No one (or at least not many) have the "murderous desire against these animals" for domesticated house pets the problem a lot of people have with them is when you have domesticated let putside to do what they wish and eventually become ferral. There are many many ferrle cats in the australian bush todays and all are cold hearted killers who devistate our wildlife. They are far worse then cane toads in my opiuion (its funny how if someone has a pet cane toad everyone loses their minds but they see someone with a cat and don't give two thoughts). And it is impossible and inpracticle to try and rehome all those cats (there isn't enough homes and shelters). Thats why there was that big fuss about the goverment trying to irarticate ferral domesticated cats. Anyway just a thought before you assume that wanting to kill ferall cats makes someone a killer and a hater of all cats.


----------



## BredliFreak (Dec 18, 2015)

I think that the main problem is the owners, as stated. Cats can be enjoyable pets, not to mention their therapeutic value and the responsible people deserve to have them. Almost all the people I know with a cat keep it indoors 24/7 and IMO it's the same with exotic animals (provided they get quarantined), if people can keep them responsibly, then there is no problem.

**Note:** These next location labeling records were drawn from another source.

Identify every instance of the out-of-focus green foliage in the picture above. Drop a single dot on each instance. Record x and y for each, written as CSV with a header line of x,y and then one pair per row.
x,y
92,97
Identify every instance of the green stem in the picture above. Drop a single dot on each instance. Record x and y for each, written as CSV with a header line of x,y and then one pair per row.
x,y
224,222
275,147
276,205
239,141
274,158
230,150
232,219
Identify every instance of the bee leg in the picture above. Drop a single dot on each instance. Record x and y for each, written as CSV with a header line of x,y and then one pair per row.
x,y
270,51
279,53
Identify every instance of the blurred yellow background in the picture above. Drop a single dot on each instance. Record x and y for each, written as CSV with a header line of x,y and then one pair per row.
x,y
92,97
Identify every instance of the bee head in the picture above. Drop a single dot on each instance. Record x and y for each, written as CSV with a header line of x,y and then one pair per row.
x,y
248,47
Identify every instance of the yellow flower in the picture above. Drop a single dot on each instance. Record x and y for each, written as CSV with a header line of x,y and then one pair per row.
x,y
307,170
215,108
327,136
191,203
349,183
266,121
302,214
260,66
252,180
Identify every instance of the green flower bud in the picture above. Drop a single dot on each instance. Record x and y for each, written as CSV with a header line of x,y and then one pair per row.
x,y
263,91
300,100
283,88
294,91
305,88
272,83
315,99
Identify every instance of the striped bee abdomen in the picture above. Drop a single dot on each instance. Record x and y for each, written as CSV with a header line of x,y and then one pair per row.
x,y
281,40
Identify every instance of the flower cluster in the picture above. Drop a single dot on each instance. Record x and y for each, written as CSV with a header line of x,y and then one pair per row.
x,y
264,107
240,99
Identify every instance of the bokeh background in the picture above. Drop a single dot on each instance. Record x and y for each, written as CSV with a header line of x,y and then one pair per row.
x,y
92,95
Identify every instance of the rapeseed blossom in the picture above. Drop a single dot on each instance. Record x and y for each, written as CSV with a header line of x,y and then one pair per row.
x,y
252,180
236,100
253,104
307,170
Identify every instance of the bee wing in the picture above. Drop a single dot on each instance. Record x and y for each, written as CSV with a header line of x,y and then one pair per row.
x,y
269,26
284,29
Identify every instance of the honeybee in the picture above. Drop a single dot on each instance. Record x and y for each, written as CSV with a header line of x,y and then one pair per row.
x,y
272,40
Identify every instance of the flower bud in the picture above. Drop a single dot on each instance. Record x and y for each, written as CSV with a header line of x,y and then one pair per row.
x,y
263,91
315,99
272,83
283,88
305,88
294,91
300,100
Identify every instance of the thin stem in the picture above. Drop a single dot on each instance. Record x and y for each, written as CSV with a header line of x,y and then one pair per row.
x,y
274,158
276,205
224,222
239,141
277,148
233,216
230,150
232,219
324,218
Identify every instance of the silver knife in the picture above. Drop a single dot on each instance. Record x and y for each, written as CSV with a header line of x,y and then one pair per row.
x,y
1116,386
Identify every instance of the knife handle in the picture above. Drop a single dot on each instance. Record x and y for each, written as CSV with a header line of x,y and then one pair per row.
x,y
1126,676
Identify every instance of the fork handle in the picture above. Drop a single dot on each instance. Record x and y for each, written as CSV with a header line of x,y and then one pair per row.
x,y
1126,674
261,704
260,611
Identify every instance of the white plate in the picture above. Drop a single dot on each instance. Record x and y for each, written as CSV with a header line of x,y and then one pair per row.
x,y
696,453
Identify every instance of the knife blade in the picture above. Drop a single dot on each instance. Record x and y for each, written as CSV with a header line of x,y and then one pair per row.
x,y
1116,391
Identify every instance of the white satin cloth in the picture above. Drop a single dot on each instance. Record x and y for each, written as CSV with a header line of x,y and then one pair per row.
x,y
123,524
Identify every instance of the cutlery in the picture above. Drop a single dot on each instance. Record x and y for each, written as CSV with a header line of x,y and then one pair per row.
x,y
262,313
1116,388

My nan has a cat and she does incredible amounts of work regarding native birds. 

What if cats got banned as pets? I mean, ferals are still there and the same thing would probably happen to dogs, fish and horses etc. until we can only keep natives. 
One thing you might not have considered is that there are people who dont reptiles or birds, and there isn't many native mammals that would make good pets. You may as well ban everything except herps, which wouldn't be fair and you know it.


----------



## Herpo (Dec 18, 2015)

BredliFreak said:


> I think that the main problem is the owners, as stated. Cats can be enjoyable pets, not to mention their therapeutic value and the responsible people deserve to have them. Almost all the people I know with a cat keep it indoors 24/7 and IMO it's the same with exotic animals (provided they get quarantined), if people can keep them responsibly, then there is no problem.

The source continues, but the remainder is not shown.